As lichias são uma grande fonte de vitamina C e, como quase todas as frutas tropicais, têm um ato teor de potássio. “Mas quando são consumidas frescas. As enlatadas e em calda não servem”, diz Ana Islas Ramos, especialista em nutrição da FAO (agência da ONU para a alimentação).
A especialista ressalta que as mortes registradas em Muzafarpur e outros lugares são “casos particulares” que ocorreram em um contexto e condições bem específicas, e não acredita que devam alarmar os consumidores de lichias de outros países.
Os autores do estudo também afirmam que as recomendações de minimizar o consumo dessas frutas e se assegurar de comer após esse consumo são dirigidas “especificamente às crianças das áreas afetadas pelo surto”.
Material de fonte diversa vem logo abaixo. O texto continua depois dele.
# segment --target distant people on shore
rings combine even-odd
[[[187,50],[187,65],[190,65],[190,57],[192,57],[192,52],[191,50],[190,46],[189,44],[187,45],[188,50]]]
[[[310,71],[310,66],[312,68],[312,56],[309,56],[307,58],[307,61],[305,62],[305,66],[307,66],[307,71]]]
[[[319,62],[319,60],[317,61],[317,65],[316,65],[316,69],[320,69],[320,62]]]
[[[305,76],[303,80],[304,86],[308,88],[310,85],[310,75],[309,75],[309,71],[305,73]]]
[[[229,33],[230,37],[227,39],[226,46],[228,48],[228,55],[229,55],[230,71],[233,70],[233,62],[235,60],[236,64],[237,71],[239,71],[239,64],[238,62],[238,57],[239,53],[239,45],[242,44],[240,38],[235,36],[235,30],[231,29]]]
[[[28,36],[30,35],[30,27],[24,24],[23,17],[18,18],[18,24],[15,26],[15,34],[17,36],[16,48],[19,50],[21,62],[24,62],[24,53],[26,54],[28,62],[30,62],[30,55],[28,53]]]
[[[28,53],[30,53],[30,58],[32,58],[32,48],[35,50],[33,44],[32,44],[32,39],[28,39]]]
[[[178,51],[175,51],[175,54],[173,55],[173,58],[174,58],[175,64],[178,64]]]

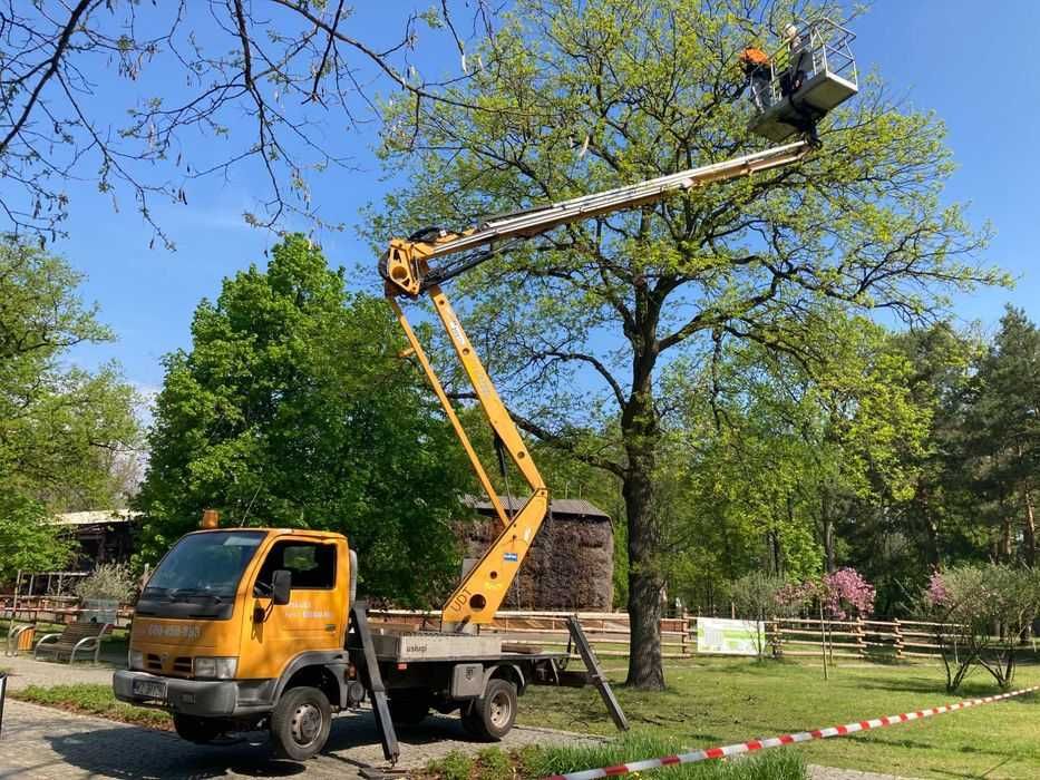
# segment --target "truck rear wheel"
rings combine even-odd
[[[307,761],[329,739],[332,706],[317,688],[293,688],[282,694],[271,713],[271,739],[279,755]]]
[[[183,740],[195,744],[210,744],[227,731],[227,723],[213,718],[198,718],[175,712],[174,730]]]
[[[507,680],[488,680],[480,699],[463,714],[463,728],[478,740],[497,742],[509,733],[516,720],[516,685]]]

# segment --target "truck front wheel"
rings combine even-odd
[[[274,750],[293,761],[307,761],[324,748],[331,727],[332,706],[317,688],[285,691],[271,713]]]
[[[463,728],[478,740],[497,742],[509,733],[516,720],[516,685],[507,680],[488,680],[484,696],[463,714]]]

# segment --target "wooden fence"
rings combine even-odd
[[[816,656],[825,650],[835,659],[936,657],[942,625],[925,621],[824,621],[774,618],[767,623],[770,651],[780,657]],[[952,642],[952,640],[951,640]]]
[[[20,596],[13,611],[10,595],[0,594],[0,620],[12,616],[21,622],[71,623],[85,611],[71,596]],[[503,611],[495,622],[482,628],[513,643],[537,645],[546,650],[565,650],[570,636],[568,612]],[[128,626],[133,606],[122,605],[117,626]],[[623,612],[580,612],[577,617],[596,654],[628,656],[629,616]],[[439,613],[409,610],[376,610],[369,613],[375,632],[393,627],[436,630]],[[766,653],[775,657],[819,657],[826,652],[835,660],[927,659],[936,657],[940,625],[921,621],[827,621],[783,617],[766,622]],[[661,620],[661,654],[665,659],[690,659],[697,655],[697,617]]]
[[[0,594],[0,620],[21,623],[75,623],[84,613],[94,611],[79,606],[76,596],[18,596],[18,603],[11,594]],[[116,613],[116,626],[124,628],[134,616],[133,604],[120,604]]]

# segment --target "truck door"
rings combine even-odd
[[[300,653],[342,647],[347,591],[337,583],[347,560],[341,546],[332,539],[286,538],[268,550],[254,579],[253,621],[244,643],[254,661],[252,676],[274,677]],[[292,575],[292,592],[289,604],[272,606],[271,583],[278,569]]]

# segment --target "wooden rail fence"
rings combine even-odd
[[[20,596],[17,608],[10,595],[0,594],[0,620],[26,623],[71,623],[86,612],[72,596]],[[499,612],[495,622],[484,626],[486,633],[502,635],[509,642],[537,645],[546,650],[565,650],[570,635],[566,618],[570,612]],[[118,610],[118,627],[126,627],[133,617],[133,606]],[[605,657],[628,656],[629,616],[623,612],[580,612],[577,617],[596,651]],[[436,630],[439,613],[410,610],[375,610],[370,612],[375,632],[392,627]],[[940,644],[937,623],[922,621],[826,621],[808,617],[774,617],[766,621],[765,652],[774,657],[819,657],[824,652],[834,659],[884,661],[892,659],[936,657]],[[697,617],[661,620],[661,654],[665,659],[690,659],[697,655]]]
As análises feitas pelos pesquisadores nos dois hospitais de referência no distrito de Muzafarpur trouxeram mais pistas. Entre 26 de maio e 17 de julho de 2014, 72% das crianças que chegaram afetadas por essa doença sazonal tinham entre um e cinco anos. E oito em cada 10 apresentavam diferentes graus de desnutrição e atrasos no crescimento causados pela falta de alimento suficiente. “O estado nutricional deve estar relacionado”, diz Srikantiah, uma epidemiologista do centro de controle de doenças norte-americano.
Os pais e responsáveis que os levavam aos hospitais afirmavam, em 94% dos casos, que as crianças pareciam saudáveis e que os sintomas (vômitos, convulsões, inconsciência...) haviam aparecido em menos de 24 horas. Nesse período de 2014, morreram 122 dos 386 jovens que chegaram aos hospitais.
Depois foram cruzadas as atividades de 104 afetados nas 24 horas anteriores à internação, com as de outros tantos pacientes das mesmas idades que tinham outras doenças. Os resultados demonstraram que comer lichia em casa (ou ter estado em uma plantação onde as frutas poderiam ter sido comidas) era o principal fator de risco. Dos que haviam ingerido as frutas, existiam mais doentes entre os que as comeram verdes e imaturas, podres e do chão. Mas sobretudo, as probabilidades de se ficar doente aumentava entre os que, tendo comido lichias, não haviam jantado nada na noite anterior.
A pesquisa, segundo seus autores, é a primeira evidência científica de que a doença que assola Muzafarpur no começo de cada verão é condicionada ´pelo consumo dessas frutas e a toxicidade da hipoglicina A (e seu composto metilenociclopropilglicino, MCPG). Nessa época do ano, de acordo com os pais da região, as crianças costumam passar os dias nos campos comendo lichias, e muitas chegam em casa sem fome. A combinação de se ingerir as frutas e não jantar nada acarreta, em alguns casos, uma hipoglicemia noturna que desencadeia a encefalopatia na manhã seguinte.
Mesmo com a publicação de recomendações seguindo essa teoria, em junho de 2015 e 2016 ainda foram registrados pequenos surtos dessa encefalopatia infantil na região. O Governo de Bihar recomendou que, em casos como esses, os níveis de glicose sejam medidos e corrigidos imediatamente. “Também foram distribuídos panfletos pela região conscientizando os pais da necessidade de que seus filhos jantem”, diz Srikantiah. A desnutrição, comum na população infantil da região, também aumenta as opções de se cair nessa armadilha mortal em formato de fruta doce.
Sem recursos para pesquisar
“Surtos como o de Muzafarpur mostram como as ameaças à saúde pública a priori inexplicáveis em lugares com poucos recursos costumam ser deixadas de lado sem pesquisa”, diz a doutora Padmini Srikantiah, epidemiologista e uma das autoras do estudo. Desde as mortes que dispararam o alarme, em 1995, até o início do estudo graças à colaboração indo-norte-americana em 2013, se passaram quase 18 anos, nos quais diversas teses e pesquisas não chegaram a uma solução.
“A pesquisa de doenças sem explicação apresenta muitos desafios nesse tipo de ambiente. Somente um enfoque sistemático, contando com médicos, epidemiologistas, cientistas, toxicologistas... pode conseguir os dados necessários para se obter conclusões úteis”, diz Srikantiah.